Chapitre 3 : Ceux qui attisent les tempêtes
Partie 4
« L’individu n’est pas seulement sa statue sociale… Et si j’étais capable de me souvenir des visages des gens ? Il a fallu que je perde tout pour me rendre compte d’une chose aussi évidente. Je continue à me confronter à mes lacunes tous les jours. »
« … Umm… »
En tant que sœur de la personne responsable de son malheur, elle ne savait pas comment réagir. Alors qu’elle se demandait ce qu’elle devait faire, deux personnes étaient apparues sur la terrasse.
« Ah, vous voilà, princesse Falanya. »
Elle se redressa et ses yeux s’écarquillèrent. « Oh… Maire Cosimo ! »
« Cela fait un certain temps, Votre Altesse. »
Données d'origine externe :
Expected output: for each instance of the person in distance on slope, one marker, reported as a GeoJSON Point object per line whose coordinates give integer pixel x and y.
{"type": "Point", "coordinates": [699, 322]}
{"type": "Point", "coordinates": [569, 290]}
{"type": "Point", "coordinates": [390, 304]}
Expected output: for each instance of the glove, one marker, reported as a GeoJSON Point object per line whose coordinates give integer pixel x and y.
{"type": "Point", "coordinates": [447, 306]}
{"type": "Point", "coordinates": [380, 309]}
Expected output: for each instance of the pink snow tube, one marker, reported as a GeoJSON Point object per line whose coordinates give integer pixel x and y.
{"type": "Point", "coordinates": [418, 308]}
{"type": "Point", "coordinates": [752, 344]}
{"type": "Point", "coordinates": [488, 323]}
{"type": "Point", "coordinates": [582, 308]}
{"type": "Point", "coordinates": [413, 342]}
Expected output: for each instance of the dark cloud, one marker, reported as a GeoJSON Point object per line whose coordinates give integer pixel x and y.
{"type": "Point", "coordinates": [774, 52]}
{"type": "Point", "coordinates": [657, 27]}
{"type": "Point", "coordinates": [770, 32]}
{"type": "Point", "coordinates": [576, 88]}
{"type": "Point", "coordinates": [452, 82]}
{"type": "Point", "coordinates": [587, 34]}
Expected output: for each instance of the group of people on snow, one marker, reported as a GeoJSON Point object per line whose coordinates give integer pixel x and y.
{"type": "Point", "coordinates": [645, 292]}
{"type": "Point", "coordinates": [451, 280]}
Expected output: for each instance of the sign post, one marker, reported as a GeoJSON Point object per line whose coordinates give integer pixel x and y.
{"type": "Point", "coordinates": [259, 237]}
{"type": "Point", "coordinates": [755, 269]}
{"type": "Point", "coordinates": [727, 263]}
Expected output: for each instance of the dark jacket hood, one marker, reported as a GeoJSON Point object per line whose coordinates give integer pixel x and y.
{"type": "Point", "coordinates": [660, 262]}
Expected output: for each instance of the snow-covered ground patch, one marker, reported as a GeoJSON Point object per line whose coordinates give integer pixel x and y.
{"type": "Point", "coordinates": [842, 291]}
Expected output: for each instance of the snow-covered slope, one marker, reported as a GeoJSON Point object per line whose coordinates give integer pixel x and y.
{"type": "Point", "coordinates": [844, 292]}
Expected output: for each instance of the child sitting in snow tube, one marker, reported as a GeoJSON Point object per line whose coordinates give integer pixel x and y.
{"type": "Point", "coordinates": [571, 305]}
L’un des deux, un homme d’un certain âge, s’inclina poliment. Il s’appelait Cosimo et était le maire de la ville marchande de Mealtars, située au centre du continent. Falanya l’avait rencontré lors de son précédent voyage.
« Pourquoi êtes-vous ici ? Nous sommes à l’Ouest », demanda-t-elle.
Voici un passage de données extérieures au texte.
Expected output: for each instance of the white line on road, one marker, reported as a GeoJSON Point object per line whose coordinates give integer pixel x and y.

« Ha-ha-ha, si je n’assiste pas à cette cérémonie, mon nom de marchand sera terni. D’autres marchands de Mealtars sont en route, semble-t-il. Et comme je suis officiellement en vacances, je n’ai pas à m’inquiéter des tensions politiques. »
Mealtars se trouvait en territoire impérial, et le maire Cosimo était lui-même un citoyen de l’Empire. Pour les marchands, cependant, une telle logique était un non-sens qui n’aidera jamais à réaliser une vente.
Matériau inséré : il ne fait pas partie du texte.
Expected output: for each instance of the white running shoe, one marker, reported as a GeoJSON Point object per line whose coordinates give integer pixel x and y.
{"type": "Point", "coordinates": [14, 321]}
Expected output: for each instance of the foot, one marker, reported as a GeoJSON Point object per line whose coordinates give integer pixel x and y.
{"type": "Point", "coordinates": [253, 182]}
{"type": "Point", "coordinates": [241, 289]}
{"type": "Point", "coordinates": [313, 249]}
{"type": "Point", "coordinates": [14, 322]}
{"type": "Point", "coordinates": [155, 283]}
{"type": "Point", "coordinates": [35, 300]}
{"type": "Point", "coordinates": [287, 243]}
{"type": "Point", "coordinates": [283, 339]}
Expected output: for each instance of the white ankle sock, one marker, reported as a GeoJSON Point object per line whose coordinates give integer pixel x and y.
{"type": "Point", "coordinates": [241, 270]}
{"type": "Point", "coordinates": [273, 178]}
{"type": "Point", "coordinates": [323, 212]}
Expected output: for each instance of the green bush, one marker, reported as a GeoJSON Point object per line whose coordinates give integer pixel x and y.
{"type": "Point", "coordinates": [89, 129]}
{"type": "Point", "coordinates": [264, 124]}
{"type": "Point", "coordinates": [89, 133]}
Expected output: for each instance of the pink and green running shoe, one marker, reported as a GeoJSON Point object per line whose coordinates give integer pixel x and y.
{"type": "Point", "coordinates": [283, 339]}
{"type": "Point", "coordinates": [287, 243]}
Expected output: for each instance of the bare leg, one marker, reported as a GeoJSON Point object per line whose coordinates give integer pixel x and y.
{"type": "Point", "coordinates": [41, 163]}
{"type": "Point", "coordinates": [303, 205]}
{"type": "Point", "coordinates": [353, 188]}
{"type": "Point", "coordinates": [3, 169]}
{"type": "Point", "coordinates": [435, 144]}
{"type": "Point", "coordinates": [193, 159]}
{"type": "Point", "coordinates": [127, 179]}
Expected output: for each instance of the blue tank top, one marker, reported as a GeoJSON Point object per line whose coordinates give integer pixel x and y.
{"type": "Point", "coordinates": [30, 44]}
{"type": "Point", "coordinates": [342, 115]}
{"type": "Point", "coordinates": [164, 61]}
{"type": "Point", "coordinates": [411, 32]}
« Cela fait longtemps que je ne vous ai pas vu, Sire Sirgis. J’ai appris que vous étiez actuellement au service de la princesse Falanya, je dois dire que la vie est pleine de surprises. »
Cosimo s’apprêta à incliner la tête vers Sirgis, mais ce dernier leva la main en signe de refus.
« … Je ne suis plus qu’un vassal. Il n’est pas nécessaire de s’incliner. »
« Dans le monde des affaires, il n’est pas rare que la valeur marchande baisse. C’est à ce moment-là que l’œil du commerçant est mis à l’épreuve. »
Cosimo déclara cela avec un sourire avant de se retourner vers Falanya et d’indiquer la personne à côté de lui.
« Toutes mes excuses pour cette présentation tardive. Mon ami vous cherchait, princesse Falanya, alors je l’ai amené avec moi. »
« C’est un plaisir de vous rencontrer, princesse Falanya », déclara un jeune homme à la peau bronzée et au sourire aimable. « Je suis Felite, le chef de Patura. Votre frère, le prince Wein, est déjà venu à mon secours. »
« Oh ! »
Felite de Patura. Elle avait entendu ce nom de la bouche de Wein. Après une série de péripéties, son frère s’était lié d’amitié avec lui lors d’un séjour dans les îles.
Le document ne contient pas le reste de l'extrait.